Let's check it. 4 goes into 6 one time. 4 goes into 28, 7. Yeah!
So 17 times. So we could come over here and rewrite this as... 4 times 17. So we're talking about that's the same thing as square root of 4 times square root of 17. So for algebra's sake, you want to simplify this to 2 square root of 17 units.
I mean, it is distance formula, so we need to be putting units on there of something. Meters, feet, miles, whatever. Okay, that's one great example. Let's look at another one.
Okay, so in this second example, I'm going to do the same thing. So I'm going to call this an x and a y, this an x and a y. This will be my first one, this will be my second one. And I'll start to put it all together. Let's see, so the formula says the distance is equal to the square root of...
And the only thing different in this example is we've got some square roots in there. We'll see what happens. So x2 is negative root 3 minus 2 root 3. We're going to square that plus y2 is 5 square roots of 6 minus square root of 6. All right, so begin simplifying. So this reads like negative 1 root 3. So we have negative 1 minus 2. So that's a negative 3 of the root 3s. And this one works the same way.
It's like 5 minus 1. So 5 minus 1 is 4. 4 of these root 6's. Okay. Continue simplifying.
Now, let me show you something. We're going to treat this really simple. You've got two things being multiplied in here. A negative 3 times the square root of 3. You want to square it.
So what you want is the negative 3 squared. So that's 9. Times. the square root of three squared, which is just three. So nine times three plus, do it again, 16 times six.
Let's see what that is. Nine times three is 27. 16 times six is 96. And 96 and 27 makes 13, 11, 123. So square root of 123. And I start to think, let me see, what's perfect inside of there? Is there a 4, 5, 6, nope, wait, nope, 7, nope. So that's as far as we can go.
It is already simplified. And so there's my answer. This is considered in math the exact value.
Now I can put that in my calculator. For those of you who are like, what is the square root of 123? Well, if I type it in, it's approximately 11.1 units.

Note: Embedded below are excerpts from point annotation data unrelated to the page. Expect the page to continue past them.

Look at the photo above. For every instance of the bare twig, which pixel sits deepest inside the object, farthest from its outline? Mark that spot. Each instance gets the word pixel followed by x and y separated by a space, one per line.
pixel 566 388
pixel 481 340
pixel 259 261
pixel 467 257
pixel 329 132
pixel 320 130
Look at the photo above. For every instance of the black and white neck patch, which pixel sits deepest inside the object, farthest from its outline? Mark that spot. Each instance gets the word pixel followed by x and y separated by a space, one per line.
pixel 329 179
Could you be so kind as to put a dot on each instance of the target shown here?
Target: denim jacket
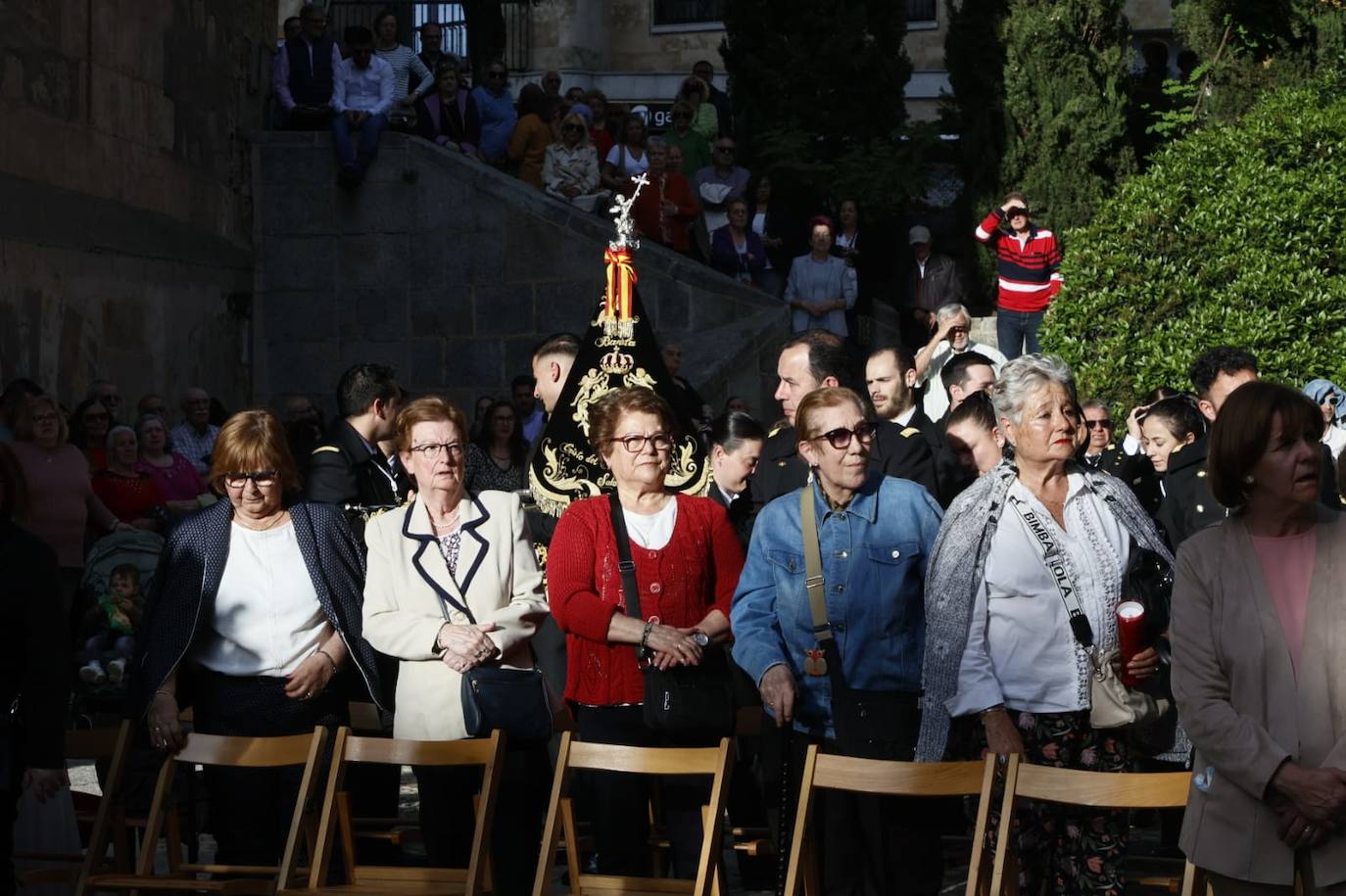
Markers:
(874, 562)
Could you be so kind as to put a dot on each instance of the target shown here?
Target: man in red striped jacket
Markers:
(1029, 263)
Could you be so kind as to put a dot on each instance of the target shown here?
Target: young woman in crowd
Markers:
(454, 584)
(497, 457)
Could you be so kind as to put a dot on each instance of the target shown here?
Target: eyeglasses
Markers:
(841, 438)
(636, 445)
(434, 449)
(263, 478)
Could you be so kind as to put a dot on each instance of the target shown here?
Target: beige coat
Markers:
(1240, 702)
(404, 610)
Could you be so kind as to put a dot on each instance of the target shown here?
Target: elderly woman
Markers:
(687, 561)
(62, 503)
(569, 169)
(821, 287)
(126, 492)
(1010, 646)
(252, 616)
(180, 488)
(874, 536)
(1258, 625)
(454, 584)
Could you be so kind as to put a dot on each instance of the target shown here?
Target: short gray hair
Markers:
(950, 311)
(1025, 375)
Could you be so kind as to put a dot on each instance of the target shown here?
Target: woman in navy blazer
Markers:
(253, 612)
(735, 249)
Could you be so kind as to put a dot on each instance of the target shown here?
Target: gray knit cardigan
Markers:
(954, 575)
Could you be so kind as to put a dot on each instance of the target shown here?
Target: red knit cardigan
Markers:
(692, 575)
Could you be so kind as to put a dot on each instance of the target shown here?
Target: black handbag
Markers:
(868, 724)
(514, 701)
(684, 698)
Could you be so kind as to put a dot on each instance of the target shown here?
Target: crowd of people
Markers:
(972, 551)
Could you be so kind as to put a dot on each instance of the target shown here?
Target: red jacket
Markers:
(1030, 272)
(695, 573)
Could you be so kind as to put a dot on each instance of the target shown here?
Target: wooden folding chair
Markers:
(234, 752)
(112, 744)
(382, 878)
(1100, 790)
(712, 762)
(889, 779)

I mean, that's a good practical answer. But anyway, in algebra class, the exact value is just fine. All right, one last example down here.
Let's take a look at that. Okay, I'm going to treat this one the same way. I encourage you to try to work ahead of me. Pause the video, maybe forward it up, see if you get the same answer. But I'm going to work it the same way.
I've got an X and a Y, so I'll call this my first one and my second one. And it doesn't matter which one. All right, so we come back over here and we say the distance is equal to...
square root of, all right, where's x2? 1 3rd minus 7 3rds, and we're going to square that. And, wow, this one's nice. There's no negatives in here.
So 6 5ths minus 1 5th, we're going to square that. So now let's start to simplify. So we even have common denominators. It just doesn't get any better.
1 minus 7 is negative 6 thirds. Negative 6 over 3, isn't that just negative 2 when you do the division? 6 fifths minus 1 fifth is 5 fifths, which is 1. So this is even better. So we end up with 4. And so we get square root of 5, and that won't simplify any further. So we're just going to call it square root of 5 units.
And there's your distance. So good. That takes care of the distance formula.